Was die Maßeinheit "Babyelefant" bedeutet und wie die Dicken ticken

Seit das Abstandhalten in "ein Babyelefant" angegeben wird, sind die Rüsseltiere groß raus. Was die Riesen in Werbung, Wildnis und Zoo tun.

von Hedwig Derka

Der x-förmige Platinstab, der seit Generationen in Paris als Ur-Maß der Dinge liegt? Wozu! Der zehnmillionste Teil der Entfernung vom Nordpol zum Äquator? Wen interessiert’s! Die Strecke, die Licht im Vakuum in 1/299,792.458 Sekunden zurücklegt? Was soll’s!
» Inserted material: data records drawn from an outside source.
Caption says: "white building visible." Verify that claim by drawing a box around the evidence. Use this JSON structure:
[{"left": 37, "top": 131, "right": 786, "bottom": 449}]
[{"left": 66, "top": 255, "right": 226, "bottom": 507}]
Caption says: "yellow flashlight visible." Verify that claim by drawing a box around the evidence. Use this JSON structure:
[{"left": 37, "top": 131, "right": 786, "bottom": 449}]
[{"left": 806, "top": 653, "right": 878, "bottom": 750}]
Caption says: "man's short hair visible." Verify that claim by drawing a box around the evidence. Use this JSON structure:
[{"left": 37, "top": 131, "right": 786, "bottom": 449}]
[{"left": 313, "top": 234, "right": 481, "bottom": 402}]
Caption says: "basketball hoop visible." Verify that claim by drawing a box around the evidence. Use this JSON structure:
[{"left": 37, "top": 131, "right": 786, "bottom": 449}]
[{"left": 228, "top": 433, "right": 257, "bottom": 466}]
In der Corona-Krise wird tierisch gemessen – in Babyelefanten-Längen.

Seit Werbespots der Bundesregierung und des Roten Kreuzes via Fernsehen, Internet und Radio zum Social Distancing mahnen, gilt der Rüsseltier-Nachwuchs – wohlgemerkt ohne Rüssel – als neue Einheit. Ein Meter Mindestabstand ist derzeit eine der wichtigsten Schutzmaßnahmen vor dem Coronavirus. Einen Meter lang sind die größten lebenden Landsäugetiere bei ihrer Geburt.

Sympathisches Symbol

"Unsere Aufgabe war es, ein Symbol zu finden, das die Menschen lustig finden, sie aufregt, sich am Ende einfach bei ihnen auf eine Art und Weise festsetzt", erklärt Werner Singer von der Agentur Jung von Matt, mitverantwortlich für die Kampagne, gegenüber Ö3. Die Menschen wüssten, wie viel ein Meter ist. Es ging vielmehr darum, ein Bild zu prägen, das ständig daran erinnert, einander nicht zu nahe zu kommen. "Der Babyelefant ist bei einem Telefonat entstanden", so Singer: "Es waren auch Besenstiel und Riesenschildkröte im Gespräch."

Keine Frage, die Dickhäuter emotionalisieren; nicht nur in der Miniaturausgabe. Elefanten sind bekanntermaßen sensibel wie schlau. Und gefährdet. Verhaltensforscher attestieren ihnen einen ausgeprägten Familiensinn. Die Herde hält zusammen, Tanten helfen Müttern bei der Erziehung, Junggesellen streifen in Gangs durch die Lande.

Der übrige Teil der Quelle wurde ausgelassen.